De acordo com o estudo da Repu, até 2021, a carga horária do Ensino Médio diurno (matutino ou vespertino) na rede paulista, era realizada com sete aulas diárias de 45 minutos, somando 3.150 horas ao fim dos três anos. No noturno, eram cinco aulas diárias, o que dava o total de 2.250 horas. Neste ano, houve uma expansão de aulas, mas feita majoritariamente por educação à distância. Com isso, diz Cássio, os alunos que estudam à noite não têm três mil horas presenciais.
"O estado usa, para essa expansão de carga, a mesma ferramenta que usou na pandemia. Segundo o Tribunal de Contas, 80% dos alunos usaram essa plataforma apenas duas horas no ano inteiro. Isso é uma expansão para inglês ver", afirma o pesquisador.
Ainda de acordo com o estudo, professores de 28 escolas distribuídas pelo estado afirmaram que estudantes, do diurno e do noturno, também não acessam as atividades à distancia neste ano.
"Eles estão usando a mesma estratégia do ensino emergencial remoto no regular. Para os mais pobres da rede, há os mesmos problemas que conhecemos na pandemia, não tem computador para acesso, apenas um celular, nem um espaço adequado para estudar", analisa.

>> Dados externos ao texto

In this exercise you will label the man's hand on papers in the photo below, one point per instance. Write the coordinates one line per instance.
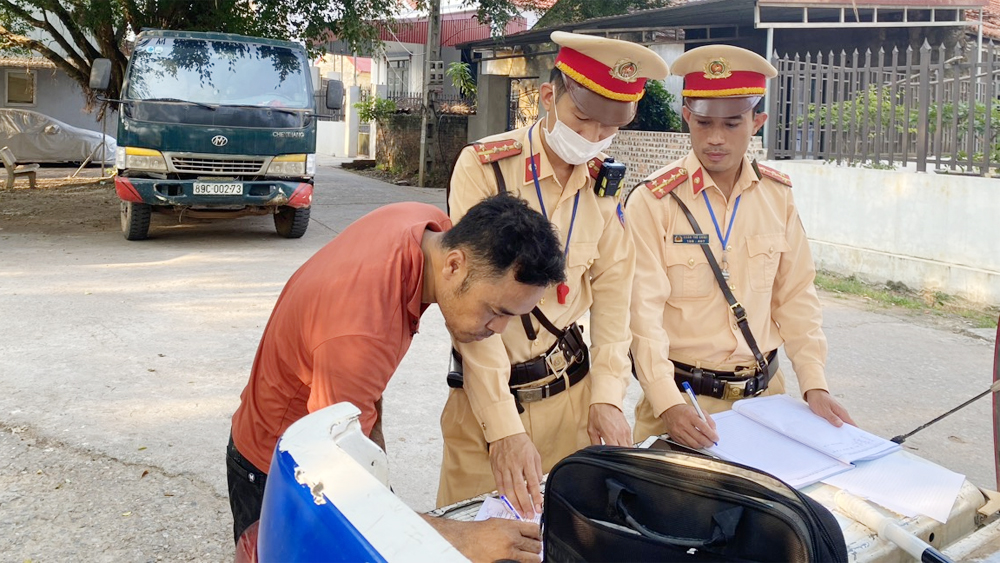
(824, 405)
(608, 422)
(517, 469)
(492, 540)
(685, 426)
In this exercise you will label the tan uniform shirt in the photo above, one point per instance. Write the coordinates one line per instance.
(678, 309)
(600, 266)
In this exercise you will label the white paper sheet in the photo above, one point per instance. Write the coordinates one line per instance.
(905, 484)
(794, 419)
(744, 441)
(495, 508)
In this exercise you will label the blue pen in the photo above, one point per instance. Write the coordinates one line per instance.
(694, 401)
(510, 507)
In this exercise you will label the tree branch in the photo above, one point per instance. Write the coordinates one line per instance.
(61, 63)
(44, 24)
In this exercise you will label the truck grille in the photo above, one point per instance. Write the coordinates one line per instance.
(209, 165)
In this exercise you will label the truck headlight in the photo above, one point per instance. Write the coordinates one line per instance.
(137, 158)
(290, 165)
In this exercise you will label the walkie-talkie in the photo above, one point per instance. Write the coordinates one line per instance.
(609, 179)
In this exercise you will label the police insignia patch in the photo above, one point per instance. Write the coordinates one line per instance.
(718, 68)
(662, 184)
(625, 70)
(496, 150)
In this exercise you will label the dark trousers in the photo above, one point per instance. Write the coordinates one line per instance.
(246, 490)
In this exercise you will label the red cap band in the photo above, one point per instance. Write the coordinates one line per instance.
(598, 77)
(738, 83)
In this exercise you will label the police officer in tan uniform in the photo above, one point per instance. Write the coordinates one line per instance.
(536, 393)
(685, 328)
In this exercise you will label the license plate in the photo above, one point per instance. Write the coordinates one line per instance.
(214, 188)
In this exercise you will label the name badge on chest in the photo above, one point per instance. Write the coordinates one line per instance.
(691, 239)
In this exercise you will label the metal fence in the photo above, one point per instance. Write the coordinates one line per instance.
(411, 102)
(932, 106)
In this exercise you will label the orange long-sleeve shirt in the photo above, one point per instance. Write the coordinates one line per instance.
(340, 327)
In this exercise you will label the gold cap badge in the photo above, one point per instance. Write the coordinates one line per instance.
(718, 68)
(625, 70)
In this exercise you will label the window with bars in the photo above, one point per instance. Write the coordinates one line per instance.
(399, 75)
(20, 88)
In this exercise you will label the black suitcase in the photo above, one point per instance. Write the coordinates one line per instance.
(607, 503)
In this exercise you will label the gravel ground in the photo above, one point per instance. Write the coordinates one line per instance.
(64, 503)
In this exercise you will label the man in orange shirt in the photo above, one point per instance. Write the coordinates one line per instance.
(345, 319)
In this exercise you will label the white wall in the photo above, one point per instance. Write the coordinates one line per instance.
(59, 96)
(930, 231)
(674, 84)
(330, 138)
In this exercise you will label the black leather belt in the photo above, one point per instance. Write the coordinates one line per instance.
(575, 372)
(568, 356)
(728, 385)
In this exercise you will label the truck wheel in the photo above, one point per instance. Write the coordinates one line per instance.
(291, 222)
(135, 220)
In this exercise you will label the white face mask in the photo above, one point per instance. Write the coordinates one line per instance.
(570, 146)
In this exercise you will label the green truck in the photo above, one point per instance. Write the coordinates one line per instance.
(215, 125)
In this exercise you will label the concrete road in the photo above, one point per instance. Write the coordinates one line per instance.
(132, 356)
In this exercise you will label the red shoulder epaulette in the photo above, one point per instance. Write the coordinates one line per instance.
(493, 151)
(594, 166)
(775, 175)
(662, 184)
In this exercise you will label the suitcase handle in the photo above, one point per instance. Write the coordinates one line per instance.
(723, 523)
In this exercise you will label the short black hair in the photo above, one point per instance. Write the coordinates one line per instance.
(501, 233)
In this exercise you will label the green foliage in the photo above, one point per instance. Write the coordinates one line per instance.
(886, 112)
(375, 109)
(655, 112)
(461, 78)
(75, 32)
(572, 11)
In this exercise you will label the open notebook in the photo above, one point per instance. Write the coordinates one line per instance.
(780, 435)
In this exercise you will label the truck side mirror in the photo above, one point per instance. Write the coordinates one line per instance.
(100, 74)
(334, 95)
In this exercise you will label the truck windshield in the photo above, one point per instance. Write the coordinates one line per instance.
(216, 72)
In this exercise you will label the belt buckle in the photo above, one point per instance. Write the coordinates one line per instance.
(556, 362)
(735, 390)
(531, 395)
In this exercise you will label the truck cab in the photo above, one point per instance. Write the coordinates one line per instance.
(215, 125)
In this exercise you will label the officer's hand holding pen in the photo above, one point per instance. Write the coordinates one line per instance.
(686, 427)
(517, 469)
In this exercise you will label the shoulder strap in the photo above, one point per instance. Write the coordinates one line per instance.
(776, 175)
(543, 320)
(738, 311)
(501, 185)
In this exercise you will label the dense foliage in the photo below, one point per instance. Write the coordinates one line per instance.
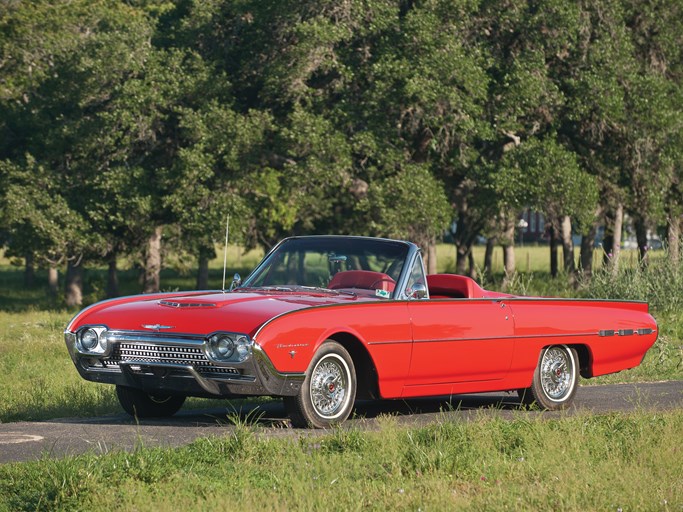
(131, 128)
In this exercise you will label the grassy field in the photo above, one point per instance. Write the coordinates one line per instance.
(610, 462)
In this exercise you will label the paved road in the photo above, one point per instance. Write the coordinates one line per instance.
(25, 441)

Mas de acordo com o representante do governo do estado, a estratégia adotada foi tomada após “muita escuta”.
"Construímos no ano passado, muito a partir da escuta na rede, uma estratégia pra recuperar as aprendizagens com a expansão de carga horária no contraturno. A possibilidade de essas aulas serem ministradas pelo Centro de Mídias facilita pelo professor e aluno não precisarem estar na escola, e isso dá mais flexibilidade", explica Mendonça, que reconhece limitação física de escolas e de professores para uma expansão presencial.
O modelo do NEM é defendido como flexível e com potencial de aumentar o interesse dos jovens. Mas críticos afirmam que a redução dos conteúdos de formação geral é prejudicial, especialmente para os estudantes mais pobres. Eles alertam que estes não terão oferta adequada nos itinerários formativos na escola pública, como foi apontado na pesquisa da Repu.
Segundo o estudo, 37% das escolas estaduais paulistas passaram a oferecer neste ano apenas dois itinerários aos alunos, o que é o mínimo exigido. Dessas, 70% oferecem a mesma combinação, um itinerário de linguagem e ciências humanas e outro de matemática e ciências da natureza. Além disso, 23% das escolas têm três itinerários e outras 23% tem quatro.
O estudo também aponta que escolas em que estudante têm maior renda e pais mais escolarizados tendem a ter opções de itinerários. Gustavo Mendonça, no entanto, afirma que, apesar de os dados serem consistentes, o número de percursos formativos é relacionado com o tamanho da escola.
"Fizemos um esforço colossal para construir uma variedade grande de itinerários e temos mais de 30. No entanto, a definição de quantos cada escola terá é feito pela quantidade de turmas. Não posso ter uma escola de duas turmas com dez itinerários", diz o coordenador do ensino médio no estado. "Os estudantes terem duas opções é, de fato, ter o poder de escolha. Antes, não escolhia nada."
Falta de professores
A pesquisa também mostrou que 22% das turmas de itinerário formativos estão sem professor. Segundo Gustavo Mendonça, esse percentual já caiu para 17%. Enquanto não há titular para a disciplina, os alunos estudam com aulas gravadas. Segundo Fernando Cássio, o estado não tem concurso para novas contratações há quase dez anos, e neste segundo semestre, professores não poderão mais ser contratados, por conta da lei eleitoral.
De acordo com Mendonça, o governo do estado “trabalha diariamente para zerar” as vacâncias. O governador Rodrigo Garcia afirmou, em entrevista à TV Bandeirantes, que “é preciso olhar para o copo meio cheio” e argumentou que 78% delas têm profissionais dando aulas.